Wednesday, January 16, 2013

Early 1900s Cantiniere wagons.

 Thomas Cardoza's excellent site and his book Intrepid Women: Cantinières and Vivandières of the French Army document the the history of French Cantinieres up to World War One. He records the final years of the cantinieres and the increasing regulations making it hard for women to make a living as cantinieres. The wagon style and size used by these women was regulated and thanks to early 1900s postcards, we can see these wagons and the staff attached to to the cantinere when the army was on maneuvers. You can also see the lack of the cantiniere costume in these photos. I found these cards on various on-line auction sites.


  1. What a fabulous resource, thanks for sharing Scott.

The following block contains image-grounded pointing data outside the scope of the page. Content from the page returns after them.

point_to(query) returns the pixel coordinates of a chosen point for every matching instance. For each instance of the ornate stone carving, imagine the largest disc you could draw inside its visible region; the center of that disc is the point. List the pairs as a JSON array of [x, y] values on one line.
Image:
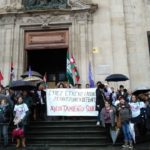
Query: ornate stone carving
[[44, 20], [44, 4], [14, 6], [9, 20], [79, 4], [83, 16]]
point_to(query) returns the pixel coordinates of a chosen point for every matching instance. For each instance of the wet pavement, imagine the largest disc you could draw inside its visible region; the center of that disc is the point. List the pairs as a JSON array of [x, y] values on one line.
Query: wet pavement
[[143, 146]]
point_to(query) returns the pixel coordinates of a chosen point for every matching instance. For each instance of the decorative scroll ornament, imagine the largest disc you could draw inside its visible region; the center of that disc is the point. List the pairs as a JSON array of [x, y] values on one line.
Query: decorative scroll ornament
[[44, 4]]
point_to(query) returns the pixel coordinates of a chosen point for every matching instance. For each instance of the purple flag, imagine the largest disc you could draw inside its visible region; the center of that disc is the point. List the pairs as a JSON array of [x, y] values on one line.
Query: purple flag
[[29, 72], [90, 75]]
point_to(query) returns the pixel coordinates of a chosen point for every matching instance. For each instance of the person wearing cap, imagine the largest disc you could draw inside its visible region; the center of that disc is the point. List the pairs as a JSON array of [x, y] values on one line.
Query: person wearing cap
[[124, 113], [100, 100]]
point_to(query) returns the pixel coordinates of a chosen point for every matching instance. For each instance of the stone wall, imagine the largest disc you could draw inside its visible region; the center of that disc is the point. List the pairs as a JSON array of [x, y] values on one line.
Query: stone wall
[[118, 28]]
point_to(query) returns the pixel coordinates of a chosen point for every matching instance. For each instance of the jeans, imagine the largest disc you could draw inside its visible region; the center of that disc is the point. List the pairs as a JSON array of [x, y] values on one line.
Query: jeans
[[4, 132], [126, 132]]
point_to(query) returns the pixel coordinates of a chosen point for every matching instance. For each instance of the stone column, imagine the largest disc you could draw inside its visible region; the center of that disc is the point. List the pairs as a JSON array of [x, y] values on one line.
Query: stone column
[[81, 48], [120, 62], [6, 33], [137, 46], [102, 40]]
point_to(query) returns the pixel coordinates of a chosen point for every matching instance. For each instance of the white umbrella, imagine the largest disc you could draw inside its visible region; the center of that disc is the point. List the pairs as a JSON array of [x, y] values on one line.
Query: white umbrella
[[114, 134]]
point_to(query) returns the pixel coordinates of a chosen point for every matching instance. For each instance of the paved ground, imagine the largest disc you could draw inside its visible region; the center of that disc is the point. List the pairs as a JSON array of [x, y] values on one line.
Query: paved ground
[[144, 146]]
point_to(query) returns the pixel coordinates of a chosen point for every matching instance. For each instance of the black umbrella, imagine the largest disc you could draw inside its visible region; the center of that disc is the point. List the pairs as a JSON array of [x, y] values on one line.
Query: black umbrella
[[22, 85], [116, 78], [34, 73], [141, 89]]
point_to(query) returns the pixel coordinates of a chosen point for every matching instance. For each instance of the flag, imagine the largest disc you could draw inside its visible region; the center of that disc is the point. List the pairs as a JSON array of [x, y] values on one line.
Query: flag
[[69, 71], [45, 80], [1, 77], [90, 76], [29, 72], [12, 75], [74, 68]]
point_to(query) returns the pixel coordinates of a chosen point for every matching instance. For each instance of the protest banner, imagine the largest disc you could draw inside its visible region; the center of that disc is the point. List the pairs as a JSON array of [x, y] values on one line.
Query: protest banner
[[71, 102]]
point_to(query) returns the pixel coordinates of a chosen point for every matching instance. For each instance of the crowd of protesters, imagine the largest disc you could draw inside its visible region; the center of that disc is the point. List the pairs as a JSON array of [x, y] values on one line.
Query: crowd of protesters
[[115, 109], [119, 108], [17, 108]]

  2. Some amazing images there. In many cases those are substantial operations on display. Scott, do you know if at some point the role of the cantiniere was subsumed in a more formal organization in the French military, similar to Britain's Navy, Army, Air Force Institutes (NAAFI)?

  3. I'm going from Cardoza's book that the Cantiniere role was gone in the French army by WW One but there are late 1910/early 1920s images, mostly postcards, of post canteens with civilian women bar keepers. Cardoza suggests that the elimination of cantinieres from French regiments made life tougher during WW One because such food drink and comfort services for troops were absent.